Quem já viajou no mundo da mulher?

“Balada de amor ao vento”, da escritora Paulina Chiziane, representa um marco na literatura moçambicana. Publicado em 1990, o romance foi o primeiro no país a tematizar o quotidiano do universo feminino, evidenciando signos socioculturais que denunciam o lugar secundário reservado à mulher. Mais do que retratar a situação feminina em um Moçambique colonizado, Paulina Chiziane põe em discussão como as negociações transculturais e as mudanças de sistemas políticos apenas perpetuaram a[ Nº 11 | Ano 9 | 2010 | Estudos (1) p. 2]submissão feminina, ao mesmo tempo em que, dando voz a essa personagem marginal da história do país, contribui para a reconstrução da identidade moçambicana no período pós-colonial. Concentraremo-nos, neste estudo, em analisar tais signos e compreender como a autora os desconstrói em busca da reconfiguração da identidade nacional e da vitalização da presença feminina na construção do cenário histórico e cultural de Moçambique.

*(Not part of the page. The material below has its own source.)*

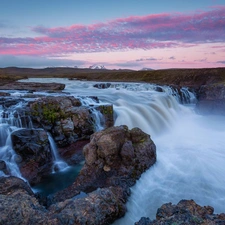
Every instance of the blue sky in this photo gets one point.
(27, 26)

A história nos é contada pela personagem Sarnau, mulher marcada pelo amor e pelo abandono. Escrito em primeira pessoa, o romance caracteriza-se por um modo lírico de narrar, o que, segundo Inocência Mata, reforça o processo rememorativo. A narrativa tematiza a memória como veículo de revitalização identitária, no caso de Balada de amor ao vento, “uma memória individual que se confronta com os ditames de uma sociedade tradicionalista” (MATA, 2000, p. 136). A personagem inicia a história já envelhecida, saudosa dos tempos de juventude, contrapondo-os com o seu presente, miserável. Ao questionar-se sobre a existência ou não do amor, Sarnau faz uma comparação da mulher com a terra, convidando o leitor a conhecer o universo feminino:
Tenho uma filha crescida que ainda estuda embora já tenha estudado muito. Um dia disse-me que a terra é redonda. Por fora é toda verde e lá no fundo tem um centro vermelho. Como o melão. Que a terra é a mãe da natureza e tudo suporta para parir a vida. Como a mulher. Os golpes da vida a mulher suporta no silêncio da terra. Na amargura suave segrega um líquido triste e viscoso como o melão.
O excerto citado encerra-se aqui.